Performance testing CPS/NCMP using metrics
Abstract
This document describes analyzing performance of CPS/NCMP using Prometheus metrics and analyzing performance of SQL queries.
This guide will use case studies of analyzing performance of some NCMP operations, and be able to answer the following questions:
What methods take the most time?
What percentage of time is spent in the Database, Hazelcast, Java, and DMI?
Additionally, there are some instructions on doing deeper performance analysis of SQL queries.
Gathering metrics on a laptop
Disabling Turbo Boost on CPU
Some CPUs have a feature called dynamic frequency scaling which allows the CPU to run at a higher clock speed when running demanding tasks. Intel processors call this Turbo Boost. While the feature can improve performance, it can make testing very unstable, as the system may overheat and throttle when running sustained loads. This is because Turbo Boost allows the system to exceed Thermal Design Power (TDP).
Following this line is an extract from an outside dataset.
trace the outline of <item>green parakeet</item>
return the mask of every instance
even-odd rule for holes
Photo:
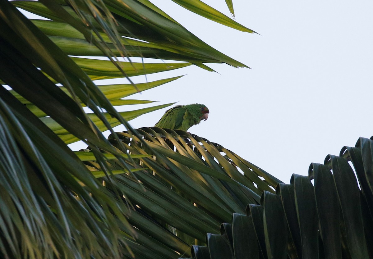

Additionally, the server running NCMP KPI Jenkins pipeline job has clock speed of around 2.5 GHz. On a laptop with i9, the max clock speed is 2.6 GHz with turbo off, 5.0 GHz with turbo on. Disabling it will give a better approximation of server performance.
It is needed to disable Turbo Boost if running performance tests on a laptop, otherwise test results will fluctuate wildly between runs. Here are instructions to disable it on Dell XPS laptops: Tutorial on disable Turbo boost within BIOS | Dell Ireland
Running k6 tests on a laptop
Running the k6 tests is straightforward. From the command line, go to the cps repo and execute:
./k6-tests/run-k6-tests.sh
As can be seen below, the script will install needed dependencies, and kick of the KPI test suite:
---> install-deps.sh
Installing dependencies
docker-compose already installed
Docker Compose version v2.29.2
k6 already installed
k6 v0.51.0 (go1.22.3, linux/amd64)
Extensions:
github.com/mostafa/xk6-kafka v0.26.0, k6/x/kafka [js]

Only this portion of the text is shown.